Lonzo Ball's NBA career has been full of ups and downs and he hasn't even played his first regular-season game yet.
This year's No. 2 overall pick dominated the NBA Summer League, taking home MVP honors, but he also missed the final game with an injury.
Now, as the preseason has gotten underway, Ball could end up missing more time, which would hurt his development as a potential face of the Los Angeles Lakers' franchise.
According to ESPN.com, Lakers coach Luke Walton said there's a chance Ball could miss the rest of the preseason after suffering a sprained ankle against the Denver Nuggets:
"I hope not, but yeah, that's a possibility," Walton said when asked if Ball could miss the rest of the preseason. "It is different with every player. He is new to the team, so we've got to see how long these types of injuries take him to come back from. We'd like to have him back, but again, we are not going to rush him back just to try to get him out there."
That's the smart approach, as it's not worth it to risk Ball's health during meaningless preseason games.
However, Walton added that, while he assumes Ball will be ready to play for the regular-season opener, he's not going to rush his young point guard if he's not ready.

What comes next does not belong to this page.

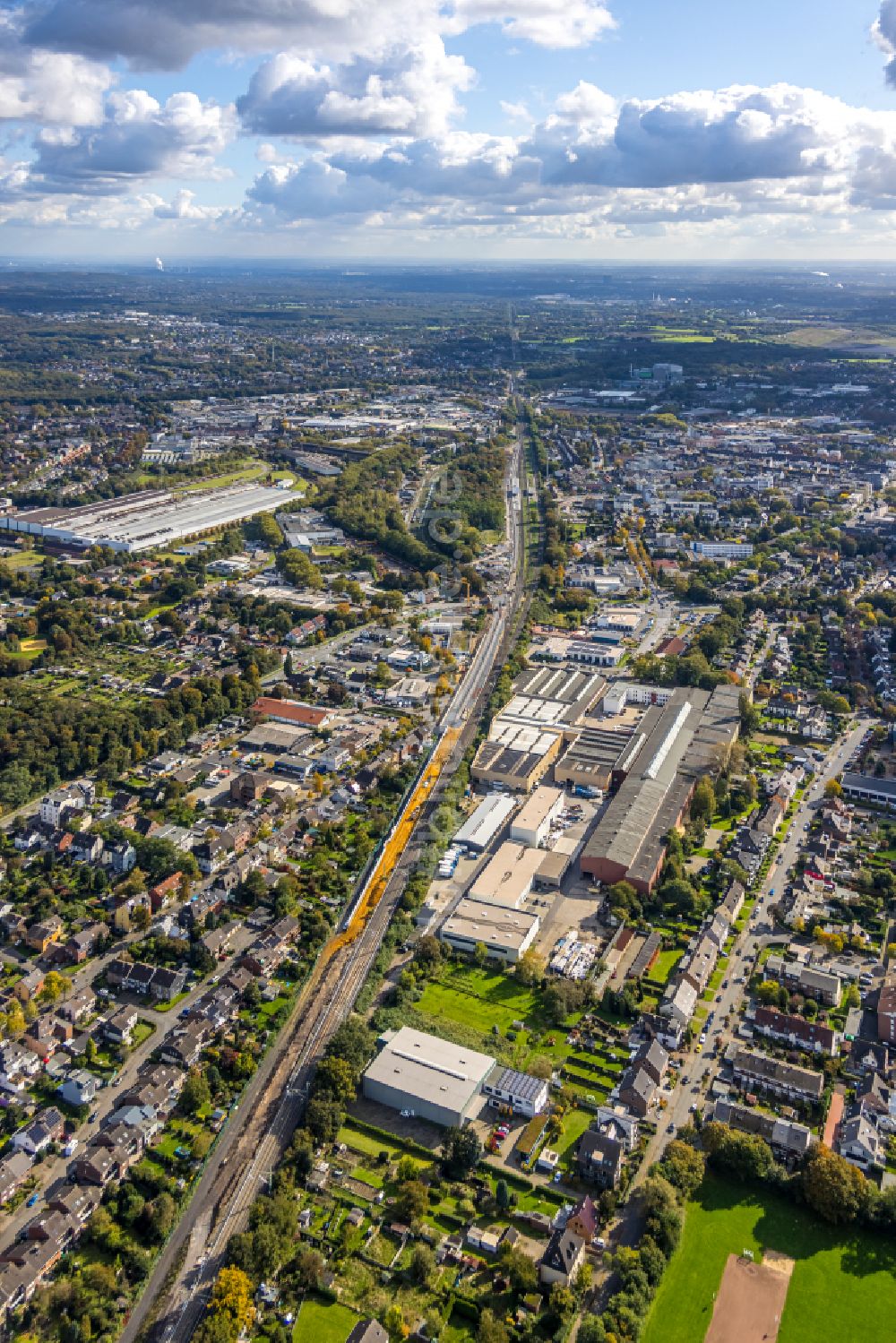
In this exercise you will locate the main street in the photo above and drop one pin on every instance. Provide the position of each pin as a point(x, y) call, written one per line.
point(271, 1104)
point(726, 1006)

"If he is not ready, he won't [play]," Walton said of the season opener. "Again, it is day to day so I assume he will be back by then. If he's not ready to play basketball and really cut and move and do everything that you need that ankle you need it to do for you, we are not going to play him."
"It's just still sore. He said he can run straight and feels no pain, but it's going side to side that really gets him."

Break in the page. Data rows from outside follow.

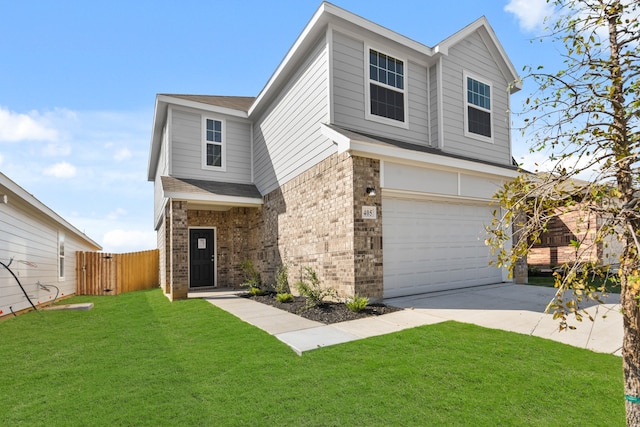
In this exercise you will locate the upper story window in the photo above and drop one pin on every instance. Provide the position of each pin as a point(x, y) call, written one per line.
point(386, 89)
point(213, 145)
point(478, 108)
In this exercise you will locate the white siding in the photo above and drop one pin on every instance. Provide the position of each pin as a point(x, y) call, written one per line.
point(287, 136)
point(27, 235)
point(472, 55)
point(349, 99)
point(186, 147)
point(162, 170)
point(433, 106)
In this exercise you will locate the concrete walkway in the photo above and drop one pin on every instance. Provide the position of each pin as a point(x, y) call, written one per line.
point(514, 308)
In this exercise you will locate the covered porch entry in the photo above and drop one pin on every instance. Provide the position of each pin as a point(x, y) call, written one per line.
point(207, 233)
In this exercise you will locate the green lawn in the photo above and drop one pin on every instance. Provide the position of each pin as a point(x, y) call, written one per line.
point(137, 359)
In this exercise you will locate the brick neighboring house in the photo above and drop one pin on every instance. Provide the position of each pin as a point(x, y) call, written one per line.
point(367, 156)
point(555, 249)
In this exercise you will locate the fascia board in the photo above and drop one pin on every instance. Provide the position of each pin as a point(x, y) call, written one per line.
point(300, 42)
point(202, 106)
point(214, 198)
point(159, 117)
point(36, 204)
point(482, 22)
point(326, 14)
point(396, 154)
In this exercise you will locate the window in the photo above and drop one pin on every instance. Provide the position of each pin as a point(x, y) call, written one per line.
point(478, 108)
point(386, 89)
point(61, 255)
point(213, 152)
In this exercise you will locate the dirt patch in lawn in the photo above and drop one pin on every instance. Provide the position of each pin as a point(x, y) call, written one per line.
point(329, 312)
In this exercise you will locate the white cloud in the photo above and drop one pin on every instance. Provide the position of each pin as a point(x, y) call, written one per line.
point(56, 150)
point(112, 216)
point(128, 240)
point(530, 13)
point(122, 154)
point(61, 170)
point(16, 127)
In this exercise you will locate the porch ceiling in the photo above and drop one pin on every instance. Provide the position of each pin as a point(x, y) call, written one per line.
point(213, 195)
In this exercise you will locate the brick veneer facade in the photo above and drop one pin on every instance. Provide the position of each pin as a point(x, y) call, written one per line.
point(314, 220)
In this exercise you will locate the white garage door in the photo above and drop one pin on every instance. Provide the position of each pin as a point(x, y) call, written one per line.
point(434, 245)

The Lakers are probably a year away from competing for a playoff spot anyway, so it makes sense that they'd take it slow with Ball this year.
Walton said Ball is going to be given plenty of medical attention over the coming days and wouldn't return to the court until he was absolutely ready:
"Even before practice he was working with [assistant coach Miles Simon] and he was just limping around," Walton said. "It made no sense to try to have him play. If you can't run and jump, there's no reason to fight through that. We are just going to keep giving him treatment, and he will be day to day."
Coming off a year in which they finished with the NBA's third-worst record, the Lakers have a lot riding on Ball this year. However, getting him healthy is their biggest priority right now.